Nervosität bei Raiffeisen. BLICK durfte heute Morgen im Zürcher Hotel Park Hyatt nur die Pressekonferenz live übertragen. Bei der Fragerunde der Journalisten herrschte Kameraverbot. Fürchtet man Kritik so sehr?
Vor dem Anlass zeigt sich CEO Patrik Gisel (55) angespannt. «Ah, Sie sind der Livetickerer», sagte er, als wir uns auf der Herrentoilette über den Weg liefen.

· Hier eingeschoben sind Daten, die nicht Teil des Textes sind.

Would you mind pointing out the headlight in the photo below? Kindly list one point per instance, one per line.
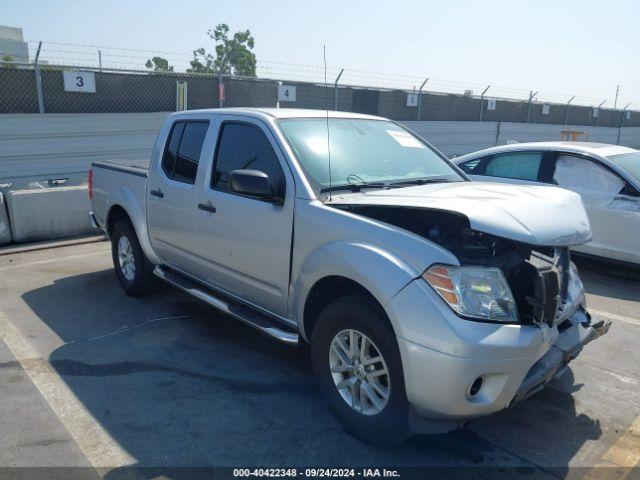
(476, 292)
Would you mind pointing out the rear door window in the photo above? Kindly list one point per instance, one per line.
(182, 154)
(519, 166)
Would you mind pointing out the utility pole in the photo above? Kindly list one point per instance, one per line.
(531, 96)
(566, 110)
(420, 96)
(335, 90)
(36, 69)
(482, 100)
(624, 112)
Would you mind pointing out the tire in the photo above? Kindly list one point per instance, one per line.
(136, 281)
(387, 422)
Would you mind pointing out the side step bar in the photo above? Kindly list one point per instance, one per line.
(246, 315)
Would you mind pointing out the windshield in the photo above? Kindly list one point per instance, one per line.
(630, 162)
(362, 151)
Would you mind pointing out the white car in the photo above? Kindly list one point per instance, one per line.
(606, 176)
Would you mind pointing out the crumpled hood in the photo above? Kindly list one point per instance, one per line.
(537, 215)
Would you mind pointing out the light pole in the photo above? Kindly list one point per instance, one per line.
(335, 90)
(598, 117)
(624, 111)
(566, 110)
(531, 96)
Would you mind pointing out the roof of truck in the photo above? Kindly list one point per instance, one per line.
(287, 113)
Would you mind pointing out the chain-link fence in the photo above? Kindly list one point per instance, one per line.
(29, 88)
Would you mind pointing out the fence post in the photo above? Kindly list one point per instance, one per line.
(531, 95)
(221, 92)
(420, 96)
(36, 69)
(482, 100)
(599, 112)
(335, 91)
(566, 110)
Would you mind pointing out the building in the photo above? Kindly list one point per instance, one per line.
(12, 45)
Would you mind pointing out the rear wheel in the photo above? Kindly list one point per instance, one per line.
(134, 271)
(357, 364)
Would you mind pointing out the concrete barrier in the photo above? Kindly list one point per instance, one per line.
(5, 228)
(48, 213)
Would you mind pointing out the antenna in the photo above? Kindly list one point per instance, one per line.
(326, 106)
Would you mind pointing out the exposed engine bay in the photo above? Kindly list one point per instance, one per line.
(537, 276)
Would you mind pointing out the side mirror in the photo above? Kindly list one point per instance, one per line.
(252, 183)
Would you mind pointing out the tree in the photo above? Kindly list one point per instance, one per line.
(159, 64)
(233, 55)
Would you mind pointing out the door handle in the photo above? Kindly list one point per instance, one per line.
(207, 208)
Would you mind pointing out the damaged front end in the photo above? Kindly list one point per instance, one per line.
(544, 284)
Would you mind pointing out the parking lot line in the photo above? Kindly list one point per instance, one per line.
(97, 445)
(615, 317)
(621, 458)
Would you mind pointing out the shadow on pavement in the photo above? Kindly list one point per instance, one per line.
(178, 385)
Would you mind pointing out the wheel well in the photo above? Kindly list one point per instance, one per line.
(326, 291)
(116, 214)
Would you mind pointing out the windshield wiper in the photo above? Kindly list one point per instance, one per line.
(417, 181)
(354, 187)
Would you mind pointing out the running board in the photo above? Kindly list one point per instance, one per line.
(247, 315)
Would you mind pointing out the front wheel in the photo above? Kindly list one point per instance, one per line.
(134, 271)
(357, 363)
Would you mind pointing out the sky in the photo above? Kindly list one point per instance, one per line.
(558, 48)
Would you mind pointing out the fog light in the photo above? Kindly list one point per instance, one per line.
(475, 387)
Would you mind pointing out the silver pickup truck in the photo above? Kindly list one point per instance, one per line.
(427, 299)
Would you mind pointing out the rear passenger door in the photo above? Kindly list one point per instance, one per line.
(245, 242)
(172, 194)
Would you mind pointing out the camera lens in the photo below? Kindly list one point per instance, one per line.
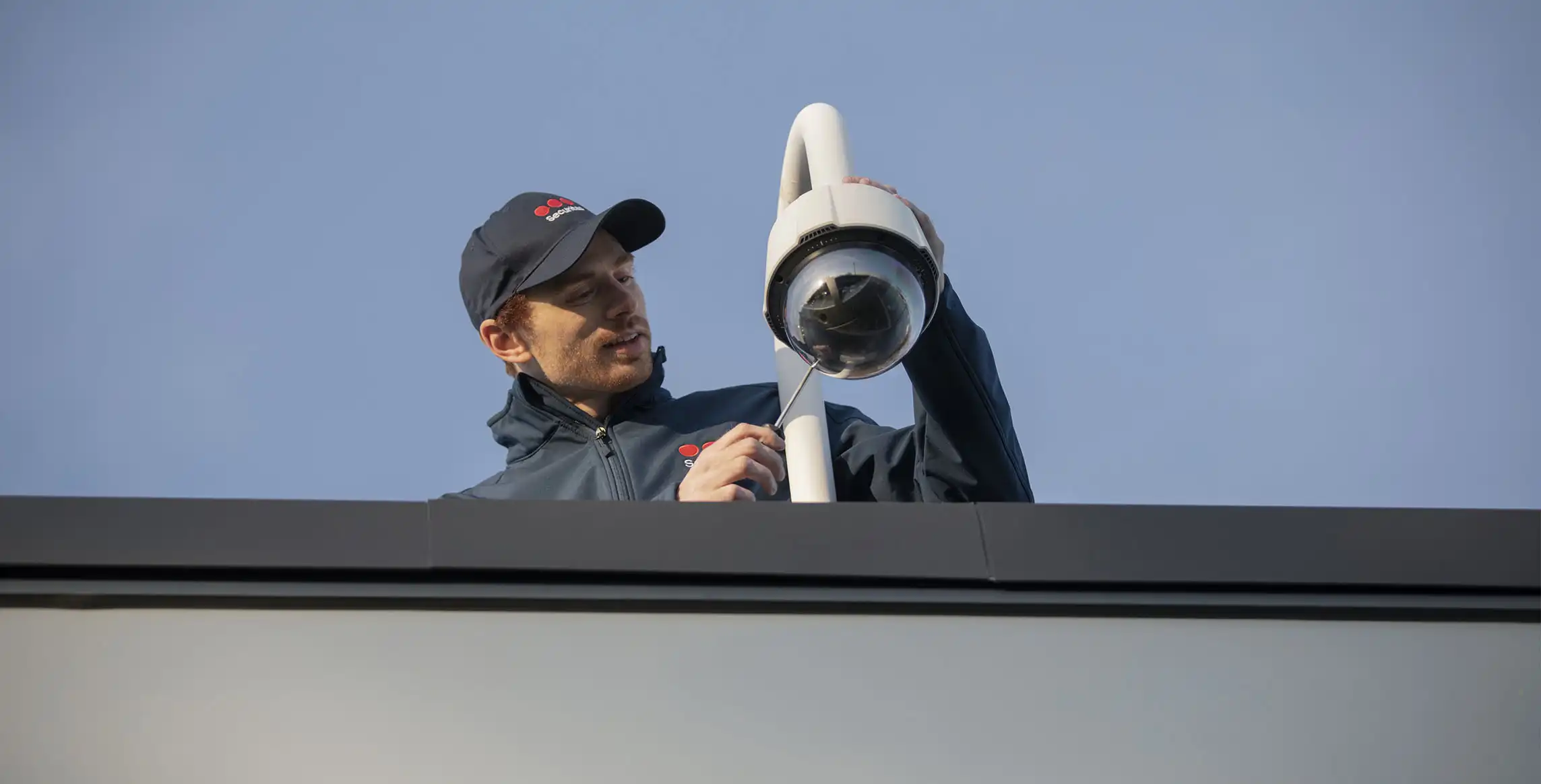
(854, 312)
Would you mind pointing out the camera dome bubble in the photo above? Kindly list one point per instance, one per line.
(854, 312)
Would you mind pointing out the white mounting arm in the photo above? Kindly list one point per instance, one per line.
(815, 158)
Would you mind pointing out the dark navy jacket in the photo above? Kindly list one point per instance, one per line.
(962, 446)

IMAGE-ERROR (Image)Doch nicht nur die Affäre Vincenz plagte Gisel, sondern auch eine Grippe. Kurz vor seiner Rede musste er noch Medis schlucken. «Ich stelle Ihnen meinen Stellvertreter vor, vielleicht muss ich krankheitshalber an ihn übergeben.»

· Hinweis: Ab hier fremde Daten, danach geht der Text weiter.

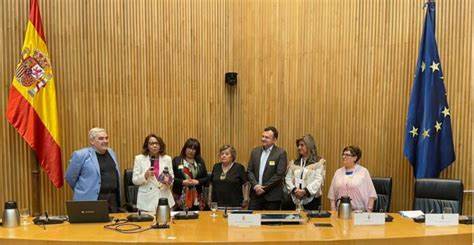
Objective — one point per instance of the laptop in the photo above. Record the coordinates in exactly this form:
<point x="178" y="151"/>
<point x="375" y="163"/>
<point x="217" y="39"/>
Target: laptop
<point x="281" y="219"/>
<point x="88" y="211"/>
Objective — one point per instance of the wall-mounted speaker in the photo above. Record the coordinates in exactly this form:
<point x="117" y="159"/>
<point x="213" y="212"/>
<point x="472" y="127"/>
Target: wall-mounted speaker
<point x="231" y="78"/>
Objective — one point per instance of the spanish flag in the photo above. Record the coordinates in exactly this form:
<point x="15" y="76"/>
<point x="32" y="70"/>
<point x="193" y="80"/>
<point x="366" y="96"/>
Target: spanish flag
<point x="32" y="106"/>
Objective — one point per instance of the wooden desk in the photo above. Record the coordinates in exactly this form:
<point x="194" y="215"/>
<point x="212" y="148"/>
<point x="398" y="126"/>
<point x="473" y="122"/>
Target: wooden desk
<point x="209" y="230"/>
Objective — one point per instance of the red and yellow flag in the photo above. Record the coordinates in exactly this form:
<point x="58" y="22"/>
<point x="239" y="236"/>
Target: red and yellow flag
<point x="32" y="107"/>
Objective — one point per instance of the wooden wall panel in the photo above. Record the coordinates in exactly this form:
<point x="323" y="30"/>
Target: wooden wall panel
<point x="341" y="70"/>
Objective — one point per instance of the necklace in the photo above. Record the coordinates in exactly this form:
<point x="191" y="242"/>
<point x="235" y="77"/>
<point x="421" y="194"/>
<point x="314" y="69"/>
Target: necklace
<point x="225" y="170"/>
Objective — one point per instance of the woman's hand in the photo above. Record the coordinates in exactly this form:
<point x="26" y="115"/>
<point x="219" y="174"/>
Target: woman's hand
<point x="149" y="173"/>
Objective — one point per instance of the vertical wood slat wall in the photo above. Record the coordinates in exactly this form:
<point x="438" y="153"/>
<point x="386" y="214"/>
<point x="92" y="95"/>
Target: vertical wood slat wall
<point x="341" y="70"/>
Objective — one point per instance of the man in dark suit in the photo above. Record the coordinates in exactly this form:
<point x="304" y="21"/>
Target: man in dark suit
<point x="266" y="171"/>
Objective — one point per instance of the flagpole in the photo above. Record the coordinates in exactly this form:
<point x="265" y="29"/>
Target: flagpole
<point x="35" y="187"/>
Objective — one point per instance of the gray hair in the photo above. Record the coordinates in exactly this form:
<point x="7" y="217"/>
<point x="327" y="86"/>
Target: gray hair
<point x="233" y="152"/>
<point x="94" y="131"/>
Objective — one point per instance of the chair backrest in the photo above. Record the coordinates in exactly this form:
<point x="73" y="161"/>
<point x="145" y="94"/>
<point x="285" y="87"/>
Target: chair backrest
<point x="131" y="190"/>
<point x="432" y="195"/>
<point x="383" y="187"/>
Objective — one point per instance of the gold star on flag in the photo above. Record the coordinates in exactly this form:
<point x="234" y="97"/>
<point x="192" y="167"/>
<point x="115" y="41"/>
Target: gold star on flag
<point x="426" y="133"/>
<point x="446" y="112"/>
<point x="434" y="66"/>
<point x="438" y="126"/>
<point x="414" y="132"/>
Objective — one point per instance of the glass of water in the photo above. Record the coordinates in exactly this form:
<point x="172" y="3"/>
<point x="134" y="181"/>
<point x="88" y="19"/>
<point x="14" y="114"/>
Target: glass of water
<point x="24" y="214"/>
<point x="299" y="205"/>
<point x="213" y="207"/>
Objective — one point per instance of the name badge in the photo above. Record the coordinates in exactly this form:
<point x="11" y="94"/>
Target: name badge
<point x="369" y="218"/>
<point x="298" y="183"/>
<point x="244" y="220"/>
<point x="441" y="219"/>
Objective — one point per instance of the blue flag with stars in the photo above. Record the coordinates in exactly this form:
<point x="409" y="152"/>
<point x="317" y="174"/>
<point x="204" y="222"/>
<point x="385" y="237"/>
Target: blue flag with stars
<point x="428" y="139"/>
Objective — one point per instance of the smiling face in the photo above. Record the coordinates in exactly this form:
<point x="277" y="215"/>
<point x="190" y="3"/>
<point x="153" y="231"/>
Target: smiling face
<point x="268" y="139"/>
<point x="190" y="153"/>
<point x="302" y="149"/>
<point x="226" y="156"/>
<point x="153" y="146"/>
<point x="348" y="159"/>
<point x="100" y="142"/>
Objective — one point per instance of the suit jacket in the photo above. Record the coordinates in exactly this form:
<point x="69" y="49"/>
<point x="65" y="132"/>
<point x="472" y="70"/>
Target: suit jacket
<point x="83" y="174"/>
<point x="151" y="190"/>
<point x="273" y="175"/>
<point x="202" y="175"/>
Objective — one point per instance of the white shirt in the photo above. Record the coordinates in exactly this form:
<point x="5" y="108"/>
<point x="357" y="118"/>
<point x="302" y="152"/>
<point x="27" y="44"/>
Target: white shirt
<point x="263" y="162"/>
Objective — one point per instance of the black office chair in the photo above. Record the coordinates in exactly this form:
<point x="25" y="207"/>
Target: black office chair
<point x="131" y="191"/>
<point x="432" y="195"/>
<point x="383" y="187"/>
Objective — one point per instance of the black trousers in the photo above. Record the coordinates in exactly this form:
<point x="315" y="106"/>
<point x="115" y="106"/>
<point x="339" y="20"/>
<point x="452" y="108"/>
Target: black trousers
<point x="262" y="204"/>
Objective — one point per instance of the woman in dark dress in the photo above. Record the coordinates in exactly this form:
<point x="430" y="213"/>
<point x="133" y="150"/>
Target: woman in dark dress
<point x="190" y="176"/>
<point x="229" y="180"/>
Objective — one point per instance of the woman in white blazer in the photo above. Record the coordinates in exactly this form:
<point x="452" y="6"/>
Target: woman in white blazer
<point x="148" y="174"/>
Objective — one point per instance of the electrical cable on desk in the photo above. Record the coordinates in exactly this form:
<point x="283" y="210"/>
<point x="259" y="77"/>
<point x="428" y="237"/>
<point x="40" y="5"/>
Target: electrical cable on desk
<point x="121" y="225"/>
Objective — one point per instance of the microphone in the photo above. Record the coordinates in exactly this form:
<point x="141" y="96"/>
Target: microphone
<point x="165" y="177"/>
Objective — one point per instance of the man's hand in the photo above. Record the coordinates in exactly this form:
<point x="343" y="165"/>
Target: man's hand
<point x="258" y="190"/>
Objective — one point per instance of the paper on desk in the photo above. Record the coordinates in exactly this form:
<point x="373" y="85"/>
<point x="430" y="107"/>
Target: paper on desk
<point x="412" y="213"/>
<point x="173" y="213"/>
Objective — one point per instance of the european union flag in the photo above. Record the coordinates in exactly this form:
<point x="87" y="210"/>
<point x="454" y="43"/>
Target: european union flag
<point x="428" y="140"/>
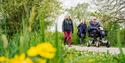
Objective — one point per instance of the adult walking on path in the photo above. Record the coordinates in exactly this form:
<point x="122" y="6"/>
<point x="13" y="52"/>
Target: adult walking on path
<point x="67" y="28"/>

Die Raiffeisen ist kein Staatsanwalt
Dann kamen doch ein paar dürre Infos zu seinem Vorgänger Pierin Vincenz, der noch in seiner Zelle sass. «Ich bin erschüttert über die Ereignisse», schliesslich hätte er lange mit Vincenz zusammengearbeitet. Klar hätte man die Vorwürfe untersucht, «aber wir haben nicht die Brille eines Staatsanwalts gehabt».
Nun sei klar: «Die Verdachtsmomente sind alarmierend.» Sind Kunden oder die Bank zu Schaden gekommen? «Wir haben alles überprüft. Direkte Schäden wegen der Investitionen in Investnet sind nicht aufgetreten, wie ich es verstehe. Es geht um Privatbereicherung.»
Das ärgert viele kleine seriöse Raiffeisenbanken in den Regionen. Sie fürchten ums gute Image. Gisel sagt dazu in der Fragerunde: «Wir selber haben lange nichts gewusst. Und jetzt geben wir die Informationen raus, die wir können.»
Kein Interesse für Glanz-Resultat
Dann kommt die Raiffeisen-Pressechefin und fragt, ob denn niemand eine Frage zur Bilanz habe?
Nein! Es geht allen um den Bschiss. Nun steht Gisel im Zentrum: Zieht er persönliche Konsequenzen? «Wir haben enorm viel an Entflechtungsarbeit geleistet, um Interessenkonflikte zu vermeiden.» Und: «Ich trete ganz sicher nicht zurück.»
Der kritische Bankenprofessor Hans Geiger macht hier eine andere Prognose: «Er wird nicht kündigen, aber vielleicht kündet der Verwaltungsrat ihm», sagt er zu BLICK. «Wenn Raiffeisen kein Ersatzpersonal hat, wird Gisel sicher in drei Monaten noch im Amt sein – aber in einem Jahr nicht mehr.»
Bei Gisel sehe er zwar keinen Strafrechtsfall, «aber Gisel war einfach zu lange mit Vincenz verbandelt.»
Auch Johannes Rüegg-Stürm, dem unsichtbaren Raiffeisen Verwaltungsratspräsidenten, fährt Geiger an den Karren. «Es ist unglaublich, dass sich Präsident Stürm noch nie richtig geäussert hat.» Der sei ja ein Professor an der renommierten HSG. «Und eigentlich sind Professoren gescheit», sagt Geiger. Und lacht. Schliesslich ist er selber Professor.
Ach ja, die Zahlen: Raiffeisen hat letztes Jahr 917 Millionen Franken Gewinn gemacht. Rekord!